Researcher Finds Evidence of Ancient Natural Disaster

SHELL, Wyo. (AP) - A scientist has found fossil evidence of a large pileup of dinosaur bodies that suggests a possible natural disaster more than 140 million years ago.

Kirby Siber, director of a commercial dinosaur museum in Aathal, Switzerland, said the evidence is contained in a dig he has been working for the past decade near Shell, in northern Wyoming. Siber believes the dinosaur fossils represent a remarkable Jurassic catastrophe, such as a huge hurricane, flood or similar natural event.

"This is not the temporary richness of one trap in one river," Siber said in Monday's editions of The Billings (Mont.) Gazette. "If there are dozens here, and we have proven that there are, then there are probably hundreds or even thousands.

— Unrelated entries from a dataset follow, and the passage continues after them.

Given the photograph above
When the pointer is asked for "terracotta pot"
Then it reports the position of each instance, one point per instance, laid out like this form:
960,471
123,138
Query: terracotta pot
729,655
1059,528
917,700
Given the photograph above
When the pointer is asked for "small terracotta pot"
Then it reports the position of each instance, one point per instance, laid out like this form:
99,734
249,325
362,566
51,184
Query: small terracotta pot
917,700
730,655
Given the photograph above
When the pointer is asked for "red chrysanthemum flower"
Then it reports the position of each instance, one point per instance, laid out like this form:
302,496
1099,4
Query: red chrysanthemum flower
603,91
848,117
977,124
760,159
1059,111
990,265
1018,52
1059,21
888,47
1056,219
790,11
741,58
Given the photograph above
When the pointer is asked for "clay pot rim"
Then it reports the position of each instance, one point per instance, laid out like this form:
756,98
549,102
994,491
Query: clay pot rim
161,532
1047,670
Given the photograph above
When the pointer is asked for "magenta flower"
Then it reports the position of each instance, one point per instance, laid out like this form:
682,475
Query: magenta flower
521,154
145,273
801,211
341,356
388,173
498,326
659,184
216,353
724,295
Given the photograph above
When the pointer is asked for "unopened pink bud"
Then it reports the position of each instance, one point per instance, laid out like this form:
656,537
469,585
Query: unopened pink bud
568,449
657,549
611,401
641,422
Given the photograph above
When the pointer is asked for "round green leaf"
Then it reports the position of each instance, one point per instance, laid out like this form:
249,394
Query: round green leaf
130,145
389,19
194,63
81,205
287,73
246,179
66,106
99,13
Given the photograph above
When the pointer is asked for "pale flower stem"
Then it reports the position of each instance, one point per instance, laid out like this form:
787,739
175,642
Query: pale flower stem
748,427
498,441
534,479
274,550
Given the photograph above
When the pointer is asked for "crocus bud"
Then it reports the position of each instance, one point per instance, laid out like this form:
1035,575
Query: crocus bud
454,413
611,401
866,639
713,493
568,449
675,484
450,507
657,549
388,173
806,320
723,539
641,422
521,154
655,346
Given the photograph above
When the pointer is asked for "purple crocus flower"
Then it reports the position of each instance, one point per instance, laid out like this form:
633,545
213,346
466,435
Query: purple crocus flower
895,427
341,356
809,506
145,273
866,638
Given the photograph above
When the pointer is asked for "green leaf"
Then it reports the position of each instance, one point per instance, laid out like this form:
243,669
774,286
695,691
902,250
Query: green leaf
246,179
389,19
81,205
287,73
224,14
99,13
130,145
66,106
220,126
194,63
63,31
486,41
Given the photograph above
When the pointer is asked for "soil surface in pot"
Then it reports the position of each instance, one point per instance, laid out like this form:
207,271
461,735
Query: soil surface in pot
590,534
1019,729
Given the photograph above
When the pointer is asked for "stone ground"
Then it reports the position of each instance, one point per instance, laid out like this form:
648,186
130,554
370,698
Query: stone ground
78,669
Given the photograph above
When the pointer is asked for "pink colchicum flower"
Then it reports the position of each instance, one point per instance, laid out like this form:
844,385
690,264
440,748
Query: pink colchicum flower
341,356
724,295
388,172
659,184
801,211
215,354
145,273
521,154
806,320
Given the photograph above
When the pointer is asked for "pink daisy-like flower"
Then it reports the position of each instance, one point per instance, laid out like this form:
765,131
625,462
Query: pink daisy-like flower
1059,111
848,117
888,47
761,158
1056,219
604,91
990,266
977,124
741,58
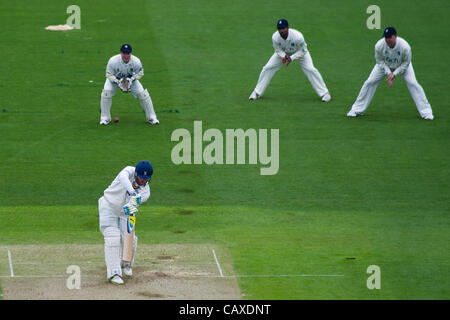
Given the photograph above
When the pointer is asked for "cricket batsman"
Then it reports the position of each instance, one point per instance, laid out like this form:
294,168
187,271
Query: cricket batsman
290,45
120,201
393,58
124,71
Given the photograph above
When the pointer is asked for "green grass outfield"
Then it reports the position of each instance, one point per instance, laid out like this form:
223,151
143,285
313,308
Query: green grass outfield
375,188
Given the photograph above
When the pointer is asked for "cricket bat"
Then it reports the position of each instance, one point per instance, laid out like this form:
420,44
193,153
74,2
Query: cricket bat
128,242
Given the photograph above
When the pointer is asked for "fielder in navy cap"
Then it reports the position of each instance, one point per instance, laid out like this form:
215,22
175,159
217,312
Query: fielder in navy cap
389,32
126,48
289,45
282,23
392,59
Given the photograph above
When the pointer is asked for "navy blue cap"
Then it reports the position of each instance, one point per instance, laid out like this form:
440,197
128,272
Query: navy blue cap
144,170
282,23
389,32
125,48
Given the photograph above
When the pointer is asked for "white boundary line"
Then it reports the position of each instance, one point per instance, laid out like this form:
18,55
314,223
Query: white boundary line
10,264
217,263
203,276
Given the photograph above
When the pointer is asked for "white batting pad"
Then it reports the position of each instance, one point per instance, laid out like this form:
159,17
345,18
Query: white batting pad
123,264
105,105
147,105
112,251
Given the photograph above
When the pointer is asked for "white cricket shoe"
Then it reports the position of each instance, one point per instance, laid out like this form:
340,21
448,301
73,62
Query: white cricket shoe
128,271
353,114
153,121
254,96
326,97
116,279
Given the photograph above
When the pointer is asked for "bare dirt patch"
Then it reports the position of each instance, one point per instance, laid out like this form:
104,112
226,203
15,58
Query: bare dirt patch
160,272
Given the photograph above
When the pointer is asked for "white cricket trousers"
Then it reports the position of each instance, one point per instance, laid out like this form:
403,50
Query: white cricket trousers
110,216
274,64
368,90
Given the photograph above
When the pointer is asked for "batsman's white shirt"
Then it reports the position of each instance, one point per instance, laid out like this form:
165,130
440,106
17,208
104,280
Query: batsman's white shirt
393,60
117,69
294,45
116,194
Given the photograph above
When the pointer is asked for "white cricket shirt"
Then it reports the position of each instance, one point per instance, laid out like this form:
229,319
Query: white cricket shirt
116,193
117,69
395,60
294,45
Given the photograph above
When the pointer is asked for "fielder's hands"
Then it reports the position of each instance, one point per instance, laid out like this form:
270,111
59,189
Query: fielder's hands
129,209
390,79
125,84
286,60
135,199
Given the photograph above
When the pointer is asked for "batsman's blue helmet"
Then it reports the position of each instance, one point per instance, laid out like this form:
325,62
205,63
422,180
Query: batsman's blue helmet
144,170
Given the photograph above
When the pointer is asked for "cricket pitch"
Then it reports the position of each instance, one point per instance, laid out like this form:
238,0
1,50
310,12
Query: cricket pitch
173,272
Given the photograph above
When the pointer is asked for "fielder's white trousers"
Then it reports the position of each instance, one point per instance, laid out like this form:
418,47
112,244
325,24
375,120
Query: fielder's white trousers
110,216
274,64
135,89
368,90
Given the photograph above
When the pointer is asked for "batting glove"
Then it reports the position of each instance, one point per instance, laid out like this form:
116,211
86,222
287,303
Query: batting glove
136,199
129,209
129,82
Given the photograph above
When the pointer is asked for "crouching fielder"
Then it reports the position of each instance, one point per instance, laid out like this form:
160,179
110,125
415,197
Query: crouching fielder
124,71
290,45
393,58
120,201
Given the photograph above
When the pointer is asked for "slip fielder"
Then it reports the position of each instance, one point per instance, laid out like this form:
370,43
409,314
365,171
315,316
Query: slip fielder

"I'm starting to have visions of a huge catastrophe - maybe still local, but something that covered an entire lowland in dimensions you wouldn't see in a single quarry today," Siber said.

Siber's hypothesis has grown out of his 10 years of digging on a parcel of private land originally known as the Howe Ranch.

University of Wyoming paleontologist Brent Breithaupt said he, too, is intrigued by Siber's recent finds but hesitates to embrace any single explanation so soon. He said the attempt to date the fossils is critical.

"A quick, catastrophic explanation sometimes looks appealing, but it may not always be the right answer," he said.